Commissioner Dennis Ziegenhorn agreed, saying the service is "something good for us to do. It's something we don't ever want to forget."
Commissioner Ron McCormick added that people are still seeing the effects of the attacks. "We know there's a war going on and there are still aftermaths of that, and we sometimes forget what actually happened that day," he said. "And for the people that were directly affected or killed that day, those families still live with it every day."
In other business on Thursday, commissioners discussed work in progress at the former 911 building in Morley.
"We are going to change that building back over to the Scott County Highway Department that it had been originally," said Burger.
Roughly 1,700 pounds of recycled paper were hauled away Wednesday. Work will continue through today to haul off debris, which Burger estimated would fill eight or nine trucks.
Burger noted the current facility in Benton will not be closed. "We'll use (the building in Morley) for seasonal equipment, such as blacktop equipment, that we don't get out of the bays every day," he said.

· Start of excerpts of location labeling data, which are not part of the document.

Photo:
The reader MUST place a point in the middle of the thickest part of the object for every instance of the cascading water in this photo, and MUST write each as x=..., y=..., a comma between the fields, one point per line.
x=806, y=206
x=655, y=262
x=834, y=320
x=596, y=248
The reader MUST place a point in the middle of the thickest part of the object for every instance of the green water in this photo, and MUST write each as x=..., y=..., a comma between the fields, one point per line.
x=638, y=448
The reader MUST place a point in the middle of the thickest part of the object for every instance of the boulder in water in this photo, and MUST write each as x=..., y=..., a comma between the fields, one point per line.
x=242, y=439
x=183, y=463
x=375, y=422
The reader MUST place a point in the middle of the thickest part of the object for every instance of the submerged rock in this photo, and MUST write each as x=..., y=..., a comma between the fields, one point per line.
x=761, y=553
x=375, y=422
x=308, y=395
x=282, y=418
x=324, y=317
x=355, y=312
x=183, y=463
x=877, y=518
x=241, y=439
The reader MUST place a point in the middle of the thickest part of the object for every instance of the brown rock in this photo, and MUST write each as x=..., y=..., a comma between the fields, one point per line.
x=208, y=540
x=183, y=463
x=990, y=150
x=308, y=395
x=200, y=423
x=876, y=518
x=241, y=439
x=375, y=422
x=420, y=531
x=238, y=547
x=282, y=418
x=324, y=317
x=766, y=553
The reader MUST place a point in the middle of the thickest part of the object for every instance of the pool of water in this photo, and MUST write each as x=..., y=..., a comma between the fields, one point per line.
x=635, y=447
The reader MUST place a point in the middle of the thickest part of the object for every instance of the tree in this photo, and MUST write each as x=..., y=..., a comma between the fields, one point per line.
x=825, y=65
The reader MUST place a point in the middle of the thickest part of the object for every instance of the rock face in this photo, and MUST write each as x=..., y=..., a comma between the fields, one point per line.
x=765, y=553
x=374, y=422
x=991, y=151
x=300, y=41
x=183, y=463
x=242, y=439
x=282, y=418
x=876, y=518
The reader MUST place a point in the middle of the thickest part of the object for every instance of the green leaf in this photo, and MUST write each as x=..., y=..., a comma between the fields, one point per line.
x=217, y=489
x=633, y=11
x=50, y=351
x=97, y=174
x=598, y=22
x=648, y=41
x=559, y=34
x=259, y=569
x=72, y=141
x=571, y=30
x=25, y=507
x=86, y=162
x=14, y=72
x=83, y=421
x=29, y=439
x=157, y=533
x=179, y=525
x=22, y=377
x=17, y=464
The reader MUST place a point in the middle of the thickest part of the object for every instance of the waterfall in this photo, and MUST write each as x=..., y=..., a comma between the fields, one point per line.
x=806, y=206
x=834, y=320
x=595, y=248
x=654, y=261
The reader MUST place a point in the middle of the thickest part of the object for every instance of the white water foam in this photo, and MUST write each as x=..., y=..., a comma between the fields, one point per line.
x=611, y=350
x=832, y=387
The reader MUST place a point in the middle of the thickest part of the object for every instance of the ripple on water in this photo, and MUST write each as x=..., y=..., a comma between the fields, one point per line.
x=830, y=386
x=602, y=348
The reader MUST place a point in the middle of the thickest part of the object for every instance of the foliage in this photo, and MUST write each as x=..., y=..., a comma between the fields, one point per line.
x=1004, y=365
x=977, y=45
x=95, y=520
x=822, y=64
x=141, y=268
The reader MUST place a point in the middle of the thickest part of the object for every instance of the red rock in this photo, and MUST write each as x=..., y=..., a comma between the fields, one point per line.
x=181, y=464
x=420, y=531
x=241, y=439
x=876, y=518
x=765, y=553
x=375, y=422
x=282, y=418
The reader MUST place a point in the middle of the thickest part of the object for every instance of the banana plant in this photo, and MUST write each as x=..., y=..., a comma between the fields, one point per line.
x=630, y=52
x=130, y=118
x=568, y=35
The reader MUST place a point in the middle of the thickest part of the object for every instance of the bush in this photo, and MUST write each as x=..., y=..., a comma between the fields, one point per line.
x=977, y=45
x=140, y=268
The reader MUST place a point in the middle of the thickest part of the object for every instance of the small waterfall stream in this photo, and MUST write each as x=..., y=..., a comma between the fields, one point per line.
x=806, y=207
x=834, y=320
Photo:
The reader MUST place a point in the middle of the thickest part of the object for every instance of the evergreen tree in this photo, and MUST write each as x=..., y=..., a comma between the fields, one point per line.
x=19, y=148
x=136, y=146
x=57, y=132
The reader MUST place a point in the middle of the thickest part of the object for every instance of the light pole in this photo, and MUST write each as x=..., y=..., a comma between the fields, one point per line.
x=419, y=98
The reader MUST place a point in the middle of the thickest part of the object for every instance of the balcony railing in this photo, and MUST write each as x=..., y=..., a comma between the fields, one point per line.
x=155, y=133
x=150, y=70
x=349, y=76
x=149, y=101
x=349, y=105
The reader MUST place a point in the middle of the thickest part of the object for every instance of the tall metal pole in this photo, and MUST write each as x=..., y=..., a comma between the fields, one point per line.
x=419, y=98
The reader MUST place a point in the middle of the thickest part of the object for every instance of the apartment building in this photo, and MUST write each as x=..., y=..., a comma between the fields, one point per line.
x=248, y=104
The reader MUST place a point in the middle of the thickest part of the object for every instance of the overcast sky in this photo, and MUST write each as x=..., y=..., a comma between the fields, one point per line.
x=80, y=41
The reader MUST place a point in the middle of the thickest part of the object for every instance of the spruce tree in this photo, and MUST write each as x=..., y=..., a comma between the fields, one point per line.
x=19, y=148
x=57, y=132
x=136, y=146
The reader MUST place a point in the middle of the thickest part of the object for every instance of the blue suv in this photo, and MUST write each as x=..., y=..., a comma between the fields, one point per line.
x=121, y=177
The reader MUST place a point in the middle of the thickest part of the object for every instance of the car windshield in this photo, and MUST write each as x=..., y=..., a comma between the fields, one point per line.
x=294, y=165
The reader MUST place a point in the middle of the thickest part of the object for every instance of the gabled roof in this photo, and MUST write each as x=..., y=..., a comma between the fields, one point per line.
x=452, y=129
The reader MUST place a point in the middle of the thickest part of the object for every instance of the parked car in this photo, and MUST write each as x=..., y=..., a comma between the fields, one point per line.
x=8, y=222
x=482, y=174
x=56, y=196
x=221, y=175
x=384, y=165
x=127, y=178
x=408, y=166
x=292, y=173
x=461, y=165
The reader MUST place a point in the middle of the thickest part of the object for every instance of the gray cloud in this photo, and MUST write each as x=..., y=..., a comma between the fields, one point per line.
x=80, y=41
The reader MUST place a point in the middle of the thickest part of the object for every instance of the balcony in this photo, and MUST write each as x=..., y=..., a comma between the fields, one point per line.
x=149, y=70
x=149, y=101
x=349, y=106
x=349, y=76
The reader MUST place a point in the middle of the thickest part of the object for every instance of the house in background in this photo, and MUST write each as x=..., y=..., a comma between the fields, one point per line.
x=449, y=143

The added facility will enable the county to store equipment inside that is currently parked outside, due to a lack of space, said Burger.
The work being done, as well as the material hauled off, will be turned in to the Bootheel Solid Waste for reimbursements toward the $10,000 grant the county has been approved for, added McCormick.
"These are expenses that can be credited toward the grant," explained Ziegenhorn. "We can use labor, mileage and the material."
In other news, commissioners approved a bid during Thursday's meeting for a 10-ton air conditioning unit to replace the one that went out in the judicial building.
Presley Sales and Service Inc. in Sikeston placed two bids, one at $5,344 and another, for a cast-iron unit, at $5,795. Other bids came from O'Guin Mechanical Services in Sikeston, at $5,775; and Vaught's Electrical, Heating and A/C in Sikeston placed at bid for $6,920.83. All the bids included installation and removal costs.
Commissioners voted to approve the low bid of $5,344 for the unit from Presley.